Budget 2018: What lies ahead for the Indian fintech industry under ‘Digital India’ programme?

Budget 2018 will prove to be a test for the government whether it will be able to finally appease the fintech industry this time, which has been demanding a better regulatory policy, reduction in corporate tax, and inclusion in Mudra scheme

Even though most fintech companies had a rewarding 2017, they still feel high and dry for the lack of policy support, something that the industry has earmarked as a wishlist item for the Budget 2018

Budget 2018: When Finance Minister Arun Jaitley presents the Union Budget for the next financial year in parliament, India’s fintech industry will be hoping for some measures that can facilitate a better ecosystem and framework under the government’s ambitious ‘Digital India’ programme so that they can roll out digital payments solutions more seamlessly. Even though most fintech companies had a rewarding 2017, they still feel high and dry for the lack of policy support, something that the industry has earmarked as a wishlist item for the Budget 2018.

The fintech industry saw a wave of optimism last year with the government bullish about the digitisation process, including online payments and banking solutions. However, there is a long way to go as several marquee factors for digital payments still remain seemingly inaccessible to the industry. The fintech industry is hoping for some major changes to bring about a policy initiative that can transform India into a global fintech hub. The government has so far announced several online and digital payments solutions such as Unified Payments Interface (UPI), Bharat Interface for Money (BHIM) app, e-KYC, and Indiastack among others. However, there is still lack of an effective policy to unify and regulate them.

Aadhaar concerns

In the wake of recent concerns raised by industry experts, UIDAI’s Aadhaar programme falls back on the track of digitisation. The government needs to overhaul the security framework for Aadhaar, alongside ensuring that the related verification methods such as e-KYC get a boost. In order to do so, the monetary limit in the e-KYC process should be raised to foster the adoption of paperless e-citizen services such as DigiLocker and Electronic National Automated Clearing House (e-NACH). This will, in turn, strengthen the financial digitisation in the country.

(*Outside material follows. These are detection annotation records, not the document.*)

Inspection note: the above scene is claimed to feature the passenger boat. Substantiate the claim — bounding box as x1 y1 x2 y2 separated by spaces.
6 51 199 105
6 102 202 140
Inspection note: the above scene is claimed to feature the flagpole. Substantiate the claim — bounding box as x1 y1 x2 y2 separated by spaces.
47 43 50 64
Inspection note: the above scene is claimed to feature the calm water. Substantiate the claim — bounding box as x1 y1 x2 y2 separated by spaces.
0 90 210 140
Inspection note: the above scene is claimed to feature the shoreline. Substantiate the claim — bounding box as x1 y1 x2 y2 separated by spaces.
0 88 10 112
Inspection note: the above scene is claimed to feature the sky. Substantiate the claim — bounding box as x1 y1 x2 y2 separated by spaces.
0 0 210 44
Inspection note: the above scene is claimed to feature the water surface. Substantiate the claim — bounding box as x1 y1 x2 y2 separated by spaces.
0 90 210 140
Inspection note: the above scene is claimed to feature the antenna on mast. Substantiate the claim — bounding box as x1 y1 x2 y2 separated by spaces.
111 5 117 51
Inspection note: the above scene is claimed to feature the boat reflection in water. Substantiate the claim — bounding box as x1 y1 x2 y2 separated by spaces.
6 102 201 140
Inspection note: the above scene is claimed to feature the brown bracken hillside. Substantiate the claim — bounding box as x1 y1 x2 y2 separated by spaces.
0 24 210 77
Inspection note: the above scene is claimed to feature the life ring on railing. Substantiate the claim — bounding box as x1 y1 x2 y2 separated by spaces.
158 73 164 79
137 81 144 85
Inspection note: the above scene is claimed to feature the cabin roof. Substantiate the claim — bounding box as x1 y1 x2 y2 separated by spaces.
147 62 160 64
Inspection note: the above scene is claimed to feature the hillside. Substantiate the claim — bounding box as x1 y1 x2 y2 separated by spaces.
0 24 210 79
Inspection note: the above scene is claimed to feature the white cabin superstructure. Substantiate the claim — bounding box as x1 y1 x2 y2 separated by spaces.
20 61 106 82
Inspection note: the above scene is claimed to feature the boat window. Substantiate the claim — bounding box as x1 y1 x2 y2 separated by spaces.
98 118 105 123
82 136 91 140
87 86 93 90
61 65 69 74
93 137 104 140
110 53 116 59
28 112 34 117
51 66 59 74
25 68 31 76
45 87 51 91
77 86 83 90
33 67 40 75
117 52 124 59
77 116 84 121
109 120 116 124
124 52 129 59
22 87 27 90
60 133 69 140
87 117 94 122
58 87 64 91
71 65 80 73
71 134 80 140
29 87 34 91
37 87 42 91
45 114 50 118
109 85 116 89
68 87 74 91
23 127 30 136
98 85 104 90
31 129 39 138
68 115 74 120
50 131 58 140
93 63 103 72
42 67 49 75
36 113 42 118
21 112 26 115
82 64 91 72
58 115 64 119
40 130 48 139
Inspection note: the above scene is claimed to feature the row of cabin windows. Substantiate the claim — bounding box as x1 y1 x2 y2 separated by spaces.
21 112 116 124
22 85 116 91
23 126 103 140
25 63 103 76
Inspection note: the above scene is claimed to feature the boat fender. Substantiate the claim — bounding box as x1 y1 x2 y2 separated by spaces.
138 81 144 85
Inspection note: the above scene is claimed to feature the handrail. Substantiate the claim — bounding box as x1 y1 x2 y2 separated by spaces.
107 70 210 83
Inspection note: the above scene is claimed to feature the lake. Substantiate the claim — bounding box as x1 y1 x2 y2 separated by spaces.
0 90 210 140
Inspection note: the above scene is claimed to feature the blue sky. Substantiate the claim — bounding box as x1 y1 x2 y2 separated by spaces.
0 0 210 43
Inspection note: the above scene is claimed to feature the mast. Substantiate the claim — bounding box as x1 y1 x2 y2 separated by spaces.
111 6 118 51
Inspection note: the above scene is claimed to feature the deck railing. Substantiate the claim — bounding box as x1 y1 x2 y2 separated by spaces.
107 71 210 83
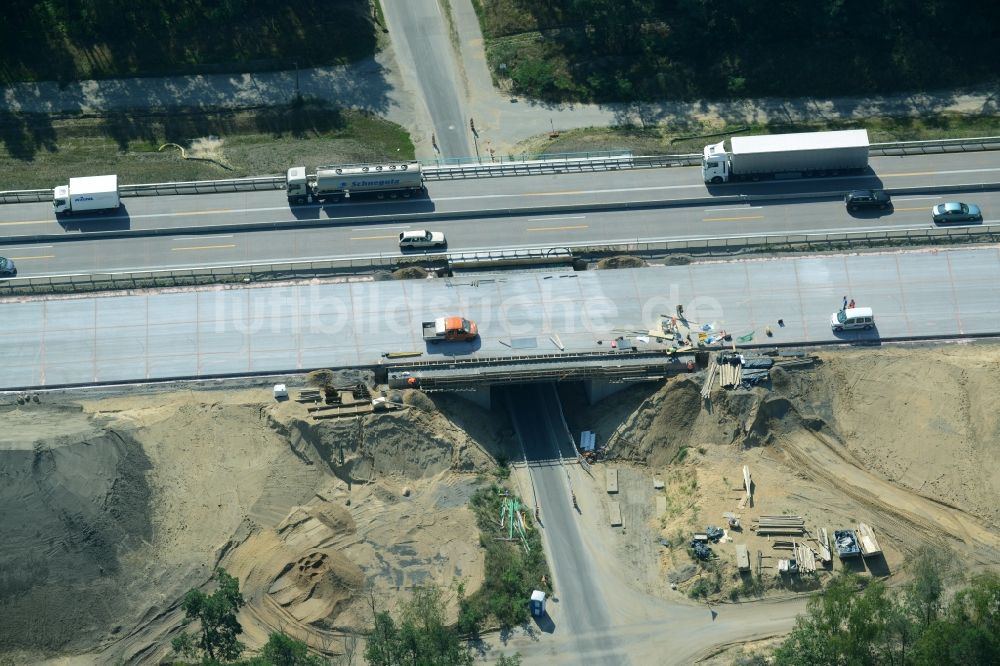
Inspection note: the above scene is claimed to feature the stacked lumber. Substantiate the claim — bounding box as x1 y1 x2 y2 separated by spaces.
701 354 719 400
794 543 816 573
719 363 743 388
819 527 833 562
753 516 806 536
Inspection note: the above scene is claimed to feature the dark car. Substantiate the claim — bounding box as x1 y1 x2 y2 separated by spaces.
931 201 983 222
844 190 892 210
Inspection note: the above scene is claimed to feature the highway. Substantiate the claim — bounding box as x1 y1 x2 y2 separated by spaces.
0 153 1000 277
0 152 1000 237
0 245 1000 389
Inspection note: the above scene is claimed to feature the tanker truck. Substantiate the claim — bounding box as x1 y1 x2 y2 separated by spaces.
52 175 121 215
285 162 424 206
701 129 869 184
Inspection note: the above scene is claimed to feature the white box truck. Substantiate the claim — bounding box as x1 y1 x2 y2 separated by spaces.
285 162 424 206
701 130 869 184
52 175 121 215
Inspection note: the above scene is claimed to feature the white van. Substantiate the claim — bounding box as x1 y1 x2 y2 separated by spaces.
830 308 875 331
399 229 448 250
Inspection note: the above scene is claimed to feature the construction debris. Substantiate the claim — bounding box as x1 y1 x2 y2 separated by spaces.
736 543 750 571
750 516 806 536
740 465 753 509
819 527 833 563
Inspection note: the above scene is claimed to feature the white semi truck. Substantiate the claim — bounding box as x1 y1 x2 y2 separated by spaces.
52 175 121 215
285 162 424 206
701 129 869 184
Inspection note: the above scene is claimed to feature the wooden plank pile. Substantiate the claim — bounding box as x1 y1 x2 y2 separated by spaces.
718 363 743 388
739 465 753 509
751 516 806 536
701 354 719 400
793 543 816 573
819 527 833 562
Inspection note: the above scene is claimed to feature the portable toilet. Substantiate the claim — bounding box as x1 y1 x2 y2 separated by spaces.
531 590 545 617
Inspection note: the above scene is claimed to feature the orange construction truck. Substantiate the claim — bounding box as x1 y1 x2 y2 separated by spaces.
422 317 479 342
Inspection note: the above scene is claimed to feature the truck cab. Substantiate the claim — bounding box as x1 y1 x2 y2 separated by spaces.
285 167 309 204
701 141 729 184
52 185 69 215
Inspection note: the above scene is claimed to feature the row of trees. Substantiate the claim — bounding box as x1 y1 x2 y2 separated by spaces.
761 552 1000 666
478 0 1000 101
0 0 376 82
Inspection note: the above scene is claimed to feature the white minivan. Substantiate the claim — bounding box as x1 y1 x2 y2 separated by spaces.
399 229 448 250
830 308 875 331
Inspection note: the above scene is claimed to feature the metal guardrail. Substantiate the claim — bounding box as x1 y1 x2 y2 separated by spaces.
870 136 1000 155
0 224 1000 296
0 137 1000 204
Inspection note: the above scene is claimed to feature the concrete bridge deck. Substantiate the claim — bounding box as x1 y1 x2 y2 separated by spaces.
0 247 1000 389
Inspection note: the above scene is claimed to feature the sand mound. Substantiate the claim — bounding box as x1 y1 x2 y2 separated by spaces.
0 405 151 650
276 394 498 483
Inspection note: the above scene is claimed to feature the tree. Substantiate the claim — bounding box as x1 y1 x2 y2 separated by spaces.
260 632 326 666
365 587 473 666
172 567 246 663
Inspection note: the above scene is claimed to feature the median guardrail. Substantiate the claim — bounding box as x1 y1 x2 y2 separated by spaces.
0 182 1000 245
0 132 1000 204
0 224 1000 297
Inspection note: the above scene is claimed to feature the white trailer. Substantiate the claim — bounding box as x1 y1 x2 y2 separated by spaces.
285 162 424 205
701 129 869 184
52 175 121 215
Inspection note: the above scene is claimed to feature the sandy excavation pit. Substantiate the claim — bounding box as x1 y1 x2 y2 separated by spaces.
0 389 511 663
0 344 1000 663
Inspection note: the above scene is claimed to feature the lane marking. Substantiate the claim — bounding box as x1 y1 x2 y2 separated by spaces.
528 215 587 222
170 243 236 252
525 224 590 231
172 208 239 217
702 215 764 222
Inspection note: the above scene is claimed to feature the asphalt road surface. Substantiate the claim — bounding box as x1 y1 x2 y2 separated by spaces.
497 384 806 666
0 152 1000 238
0 153 1000 277
382 0 473 157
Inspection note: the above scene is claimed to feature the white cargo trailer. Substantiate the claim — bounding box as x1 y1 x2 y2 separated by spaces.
52 175 121 215
702 129 869 183
285 162 424 205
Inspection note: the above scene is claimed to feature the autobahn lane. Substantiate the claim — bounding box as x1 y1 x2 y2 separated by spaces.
7 192 1000 277
0 152 1000 238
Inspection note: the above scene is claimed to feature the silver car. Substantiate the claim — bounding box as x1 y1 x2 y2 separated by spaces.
931 201 983 222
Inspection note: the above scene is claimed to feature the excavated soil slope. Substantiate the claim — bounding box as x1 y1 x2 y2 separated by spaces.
570 344 1000 594
0 389 512 663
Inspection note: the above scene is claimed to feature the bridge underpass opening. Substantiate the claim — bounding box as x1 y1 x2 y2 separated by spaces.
495 382 629 664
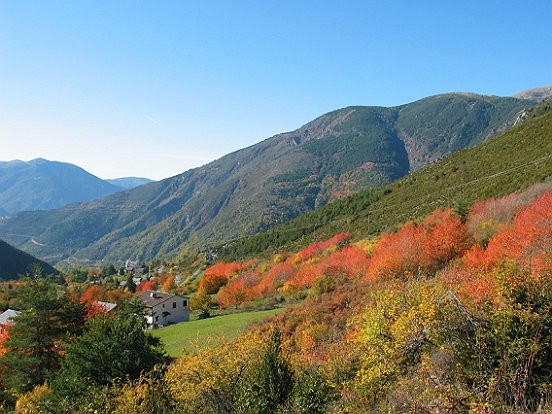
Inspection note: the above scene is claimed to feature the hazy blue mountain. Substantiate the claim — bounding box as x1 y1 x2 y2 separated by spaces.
513 85 552 102
104 177 153 190
0 158 122 215
0 240 59 280
0 93 533 262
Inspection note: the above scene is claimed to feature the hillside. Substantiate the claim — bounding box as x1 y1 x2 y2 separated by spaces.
218 108 552 259
0 158 122 213
513 85 552 102
0 94 532 262
104 177 153 190
0 240 58 280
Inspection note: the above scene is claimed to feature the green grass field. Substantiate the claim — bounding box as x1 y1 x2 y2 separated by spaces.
151 309 282 357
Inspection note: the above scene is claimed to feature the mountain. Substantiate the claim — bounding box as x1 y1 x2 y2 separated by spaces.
217 101 552 260
0 158 122 213
104 177 153 190
0 240 59 280
513 85 552 102
0 93 533 262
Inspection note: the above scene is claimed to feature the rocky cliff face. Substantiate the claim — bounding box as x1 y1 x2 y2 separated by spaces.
0 94 531 262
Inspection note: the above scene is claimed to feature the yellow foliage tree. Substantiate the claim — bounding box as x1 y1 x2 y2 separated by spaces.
165 332 263 414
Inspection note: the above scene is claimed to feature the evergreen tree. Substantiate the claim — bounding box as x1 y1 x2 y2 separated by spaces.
238 329 293 414
125 273 136 293
53 303 164 395
0 277 86 393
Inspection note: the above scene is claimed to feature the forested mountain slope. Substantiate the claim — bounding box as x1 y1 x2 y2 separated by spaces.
0 94 533 262
0 158 123 214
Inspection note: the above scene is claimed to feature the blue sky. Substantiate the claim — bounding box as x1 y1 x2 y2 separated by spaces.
0 0 552 179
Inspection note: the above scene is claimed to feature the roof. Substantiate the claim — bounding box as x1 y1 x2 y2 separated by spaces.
96 300 117 312
138 290 185 308
0 309 21 325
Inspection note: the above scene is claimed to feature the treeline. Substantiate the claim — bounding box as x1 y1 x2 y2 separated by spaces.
218 108 552 261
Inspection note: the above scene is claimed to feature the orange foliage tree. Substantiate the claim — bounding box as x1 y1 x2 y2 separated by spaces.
80 285 106 304
137 279 157 292
199 262 244 294
367 209 470 280
217 272 259 308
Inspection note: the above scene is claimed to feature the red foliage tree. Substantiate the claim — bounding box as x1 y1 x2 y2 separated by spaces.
80 285 106 304
217 273 259 308
367 209 470 280
486 192 552 275
136 279 158 292
199 262 245 294
295 233 351 260
255 262 297 296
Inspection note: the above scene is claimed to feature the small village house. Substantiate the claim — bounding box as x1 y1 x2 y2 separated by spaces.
139 290 190 328
0 309 21 334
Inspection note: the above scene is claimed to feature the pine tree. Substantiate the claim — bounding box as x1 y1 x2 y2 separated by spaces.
0 277 86 393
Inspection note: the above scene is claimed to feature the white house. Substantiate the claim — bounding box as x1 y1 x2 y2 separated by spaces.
0 309 21 333
139 290 190 328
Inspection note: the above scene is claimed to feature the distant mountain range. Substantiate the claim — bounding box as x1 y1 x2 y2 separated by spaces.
105 177 153 190
0 240 59 280
0 158 150 216
0 93 534 263
513 85 552 102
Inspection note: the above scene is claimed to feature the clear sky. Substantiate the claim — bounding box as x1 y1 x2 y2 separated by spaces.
0 0 552 179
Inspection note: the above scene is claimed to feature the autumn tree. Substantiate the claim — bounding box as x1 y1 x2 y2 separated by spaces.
237 329 293 414
0 278 86 393
53 302 164 395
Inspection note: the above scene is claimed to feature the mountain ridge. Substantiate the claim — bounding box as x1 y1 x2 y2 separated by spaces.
0 240 59 280
0 158 121 214
0 94 532 262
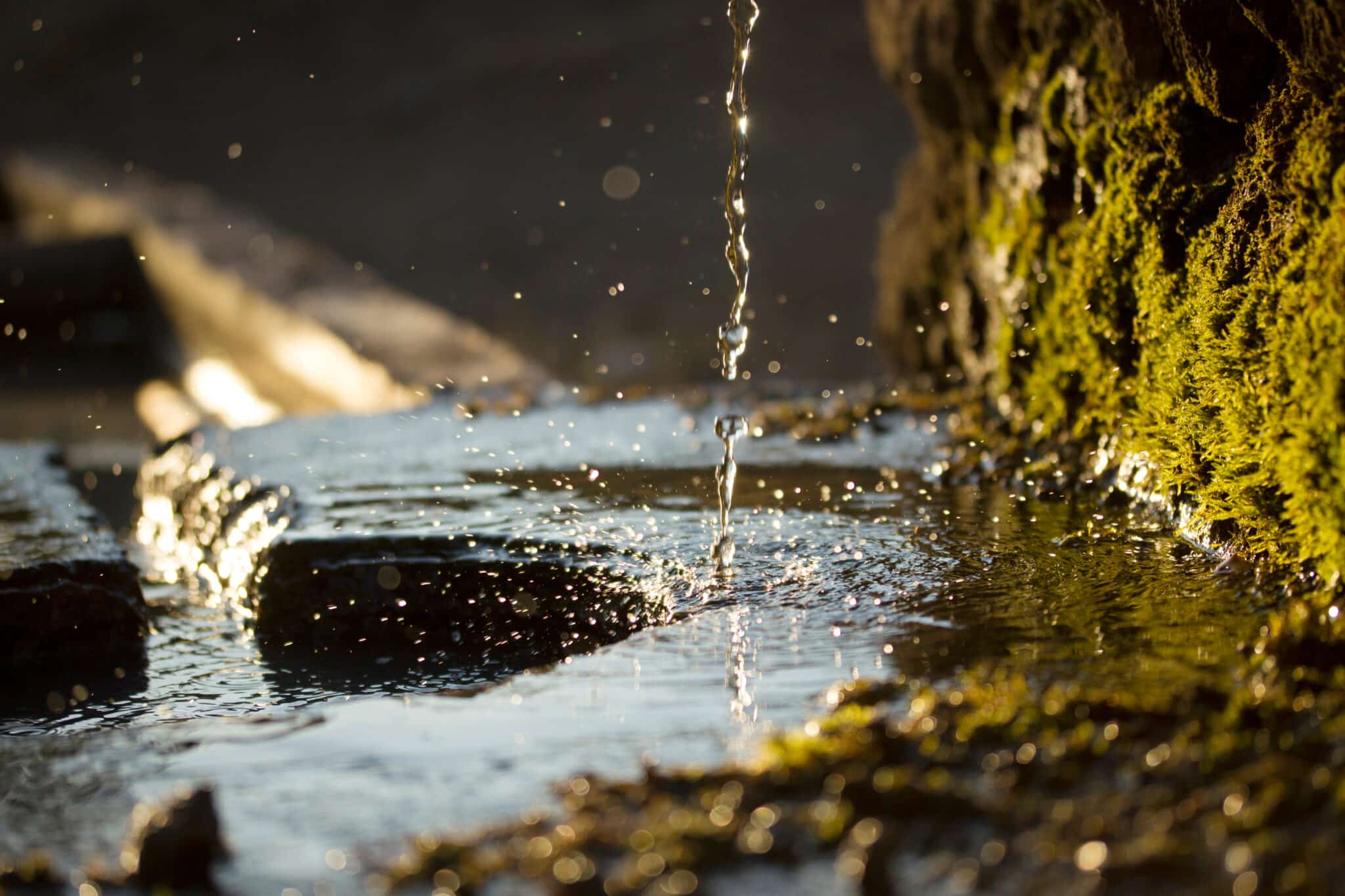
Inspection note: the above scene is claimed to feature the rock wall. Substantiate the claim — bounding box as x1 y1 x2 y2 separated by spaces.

This is on top of the long-standing incentivisation programme run by the government for customers and merchants. “For the Budget 2018-19, we hope that the government will continue to push digitisation of financial services and encourage consumers to use digital platforms for transactions. Initiatives such Aadhaar and UPI provide a good opportunity for banks, insurers, and fintech players to expand India’s efforts towards financial inclusion,” said Gaurav Hinduja, co-founder of Capital Float.

Corporate tax

The fintech industry is also pinning hopes on the reduction of corporate tax for fintech startups and other small firms that fall under the SME (or MSME) category. The tax is set at 25 percent currently for Small and Medium Enterprises. Moreover, the people involved in the process of encouraging digital platforms should get some concession from the government in the form of personal tax reduction. There should be a multidisciplinary innovation hub created for these people who can seamlessly share their ideas, the industry experts believe. Another huge demand that the fintech industry holds in the wishlist for Budget 2018 is that the fintech companies are deemed eligible under the government’s Mudra, SIDBI, and the credit guarantee schemes to receive low-cost funding from the government. “Fintech firms have not been brought within the purview of government schemes such as Mudra and credit guarantee schemes. Therefore, to foster the economic growth, we would recommend that the upcoming budget should revise Mudra and other existing credit guarantee schemes to cover Fintech firms,” said Shailendra Naidu, CEO, Obopay, a payments processing platform.

Fintech lending

In addition, the online lenders who are currently working with various banking institutions to offer loans to customers for online purchases are demanding that their presence be felt in the fintech sector. While the government has previously recognised the potential of these online lending firms, it has not done much to appease them. As pointed out by Shailendra Naidu, “In the upcoming budget 2018, we look forward to the government taking more initiatives to promote digital transactions and provide sizeable incentives to Fintech firms in India. Fintech firms that have partnered with banks and the ones who are implementing healthcare projects should be given increased incentives such as tax holiday for initial three years and tax rebate among others.”

“Partnerships between payments and lending companies typifies what can be collaborative model going forward wherein payment companies rich in transaction data can monetise the same for lending; such a partnership can help lower acquisition costs. Developing a policy framework and allocating budget to enable small value lending without excessive documentation can further help small businesses,” said Charlie Lee, CEO, True Balance, a digital wallet company.